Spidey is very swollen--full of eggs!
As evidenced by the bodies littering the sill below, she was eating well (the remains of a fairly large grasshopper was testimony) but her web did look a bit messier than usual.
Two days later we were back at the lake and noticed a change!
And up in the corner of the window sash is a roundish object about the size of a buckeye.
(Yeah, lived in Ohio a bit too long.)
This is the egg sac. It is encased in a brownish webbing that is waterproof, and many strands of silk hold it firmly in place. There are about two dozen points where the spider tacked the silk to the glass surface.
And below, our writing spider is celebrating with a meal (a small grasshopper).
The grasshopper must have put up a fight, because there were holes in the web. By the next morning, the spider was well advanced in the process of 'weaving' a new web, moving from the outside of the orb, she was carefully placing the continuous spiral by attaching the strand of silk to every other radial.
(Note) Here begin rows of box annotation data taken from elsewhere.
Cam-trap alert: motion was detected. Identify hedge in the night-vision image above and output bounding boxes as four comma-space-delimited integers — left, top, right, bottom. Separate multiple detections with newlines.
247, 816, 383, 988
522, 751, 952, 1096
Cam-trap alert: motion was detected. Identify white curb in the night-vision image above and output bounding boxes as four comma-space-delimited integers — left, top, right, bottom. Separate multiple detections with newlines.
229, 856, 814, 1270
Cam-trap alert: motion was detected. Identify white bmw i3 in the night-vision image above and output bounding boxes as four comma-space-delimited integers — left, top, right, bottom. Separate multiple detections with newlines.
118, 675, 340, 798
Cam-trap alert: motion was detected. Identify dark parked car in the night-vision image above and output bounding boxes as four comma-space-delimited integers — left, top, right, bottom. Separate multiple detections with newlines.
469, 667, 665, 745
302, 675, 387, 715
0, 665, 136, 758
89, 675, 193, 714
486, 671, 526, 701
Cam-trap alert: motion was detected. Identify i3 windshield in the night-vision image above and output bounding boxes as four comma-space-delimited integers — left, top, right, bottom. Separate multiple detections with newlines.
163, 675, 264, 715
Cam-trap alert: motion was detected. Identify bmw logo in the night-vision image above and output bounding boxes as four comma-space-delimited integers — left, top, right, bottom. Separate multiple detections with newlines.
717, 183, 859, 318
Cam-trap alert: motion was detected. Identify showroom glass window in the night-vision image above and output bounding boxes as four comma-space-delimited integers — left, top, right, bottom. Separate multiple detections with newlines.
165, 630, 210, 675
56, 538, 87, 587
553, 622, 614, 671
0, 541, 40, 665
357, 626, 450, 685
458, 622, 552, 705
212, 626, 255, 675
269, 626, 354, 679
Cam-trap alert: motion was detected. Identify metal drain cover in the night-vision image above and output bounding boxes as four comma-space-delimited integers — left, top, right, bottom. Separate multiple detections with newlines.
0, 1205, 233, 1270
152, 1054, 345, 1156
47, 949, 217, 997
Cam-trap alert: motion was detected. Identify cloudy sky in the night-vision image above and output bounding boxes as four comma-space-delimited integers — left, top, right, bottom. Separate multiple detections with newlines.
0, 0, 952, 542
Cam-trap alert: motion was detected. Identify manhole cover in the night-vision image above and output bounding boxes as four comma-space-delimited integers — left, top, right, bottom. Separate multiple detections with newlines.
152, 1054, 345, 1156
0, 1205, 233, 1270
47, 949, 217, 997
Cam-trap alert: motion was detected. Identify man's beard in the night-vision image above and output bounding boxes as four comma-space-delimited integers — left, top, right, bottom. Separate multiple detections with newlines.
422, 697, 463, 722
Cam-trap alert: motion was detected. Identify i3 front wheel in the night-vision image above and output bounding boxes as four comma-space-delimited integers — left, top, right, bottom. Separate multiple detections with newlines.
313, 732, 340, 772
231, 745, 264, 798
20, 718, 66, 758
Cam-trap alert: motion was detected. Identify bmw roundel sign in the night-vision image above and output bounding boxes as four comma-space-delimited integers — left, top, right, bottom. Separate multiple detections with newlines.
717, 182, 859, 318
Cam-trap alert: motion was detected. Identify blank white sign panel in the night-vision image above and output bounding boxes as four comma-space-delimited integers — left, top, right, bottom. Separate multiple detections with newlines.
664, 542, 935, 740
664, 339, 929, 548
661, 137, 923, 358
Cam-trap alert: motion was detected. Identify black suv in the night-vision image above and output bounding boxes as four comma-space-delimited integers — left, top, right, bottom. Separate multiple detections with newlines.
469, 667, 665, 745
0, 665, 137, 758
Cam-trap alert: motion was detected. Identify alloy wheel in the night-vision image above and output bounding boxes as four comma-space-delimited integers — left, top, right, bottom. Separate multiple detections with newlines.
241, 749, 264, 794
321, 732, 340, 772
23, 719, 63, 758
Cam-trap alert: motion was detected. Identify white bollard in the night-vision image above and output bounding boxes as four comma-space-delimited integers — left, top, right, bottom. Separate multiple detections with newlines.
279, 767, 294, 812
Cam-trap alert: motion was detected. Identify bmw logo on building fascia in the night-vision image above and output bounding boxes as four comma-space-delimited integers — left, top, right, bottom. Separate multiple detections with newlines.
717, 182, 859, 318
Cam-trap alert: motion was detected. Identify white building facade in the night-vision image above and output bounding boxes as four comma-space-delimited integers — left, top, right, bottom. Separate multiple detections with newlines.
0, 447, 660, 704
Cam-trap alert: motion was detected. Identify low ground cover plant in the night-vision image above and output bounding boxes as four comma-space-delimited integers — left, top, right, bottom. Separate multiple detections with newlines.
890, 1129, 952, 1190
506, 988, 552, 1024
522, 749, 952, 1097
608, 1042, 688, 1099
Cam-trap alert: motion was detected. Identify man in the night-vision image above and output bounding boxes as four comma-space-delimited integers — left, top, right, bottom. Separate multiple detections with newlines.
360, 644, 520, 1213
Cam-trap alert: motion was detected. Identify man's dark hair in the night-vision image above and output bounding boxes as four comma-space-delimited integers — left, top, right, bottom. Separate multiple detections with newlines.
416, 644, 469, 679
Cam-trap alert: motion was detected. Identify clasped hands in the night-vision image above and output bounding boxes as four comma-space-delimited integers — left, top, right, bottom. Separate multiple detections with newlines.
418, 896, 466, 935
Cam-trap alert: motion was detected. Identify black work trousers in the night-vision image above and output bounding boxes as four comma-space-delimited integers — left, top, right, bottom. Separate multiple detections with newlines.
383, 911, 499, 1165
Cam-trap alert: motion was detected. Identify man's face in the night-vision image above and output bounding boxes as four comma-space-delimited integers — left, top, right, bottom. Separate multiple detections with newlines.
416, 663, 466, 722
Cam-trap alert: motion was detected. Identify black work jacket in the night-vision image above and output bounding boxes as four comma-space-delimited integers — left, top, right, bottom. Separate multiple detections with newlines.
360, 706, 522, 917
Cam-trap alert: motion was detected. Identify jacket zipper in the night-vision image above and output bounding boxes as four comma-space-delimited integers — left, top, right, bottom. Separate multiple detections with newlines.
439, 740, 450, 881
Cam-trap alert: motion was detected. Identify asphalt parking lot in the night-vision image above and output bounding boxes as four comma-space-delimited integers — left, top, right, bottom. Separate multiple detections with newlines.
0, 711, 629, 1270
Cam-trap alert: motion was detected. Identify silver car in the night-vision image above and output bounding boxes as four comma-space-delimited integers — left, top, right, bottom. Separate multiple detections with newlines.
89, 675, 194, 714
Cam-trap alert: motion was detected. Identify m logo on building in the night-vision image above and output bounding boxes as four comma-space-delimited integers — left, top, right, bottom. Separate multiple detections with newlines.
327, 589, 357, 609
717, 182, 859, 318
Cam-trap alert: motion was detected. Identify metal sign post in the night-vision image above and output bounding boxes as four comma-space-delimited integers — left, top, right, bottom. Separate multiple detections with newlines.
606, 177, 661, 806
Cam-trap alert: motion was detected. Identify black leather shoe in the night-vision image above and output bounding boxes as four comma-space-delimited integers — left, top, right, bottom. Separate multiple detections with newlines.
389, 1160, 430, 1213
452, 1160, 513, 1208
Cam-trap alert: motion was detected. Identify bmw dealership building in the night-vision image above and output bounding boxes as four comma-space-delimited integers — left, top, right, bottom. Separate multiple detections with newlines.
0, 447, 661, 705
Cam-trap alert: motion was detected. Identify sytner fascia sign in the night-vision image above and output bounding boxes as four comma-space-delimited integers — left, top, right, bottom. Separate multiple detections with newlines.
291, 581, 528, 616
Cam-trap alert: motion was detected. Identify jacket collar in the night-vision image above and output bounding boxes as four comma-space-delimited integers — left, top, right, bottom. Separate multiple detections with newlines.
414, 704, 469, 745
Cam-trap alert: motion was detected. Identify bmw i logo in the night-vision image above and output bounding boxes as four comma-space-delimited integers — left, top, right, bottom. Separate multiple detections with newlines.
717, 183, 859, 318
When she reached the center, she signed her work with a handsome zigzag.
I looked up the writing spider via Google. 'Black and yellow garden spider' and 'corn spider' are other names for Argiope aurantia. (Beware of Wikipedia; it claims that the web is constructed from the center out. As an eye witness, I can attest to the opposite.)
I feel privileged to have this spider here and to have watched her all summer long!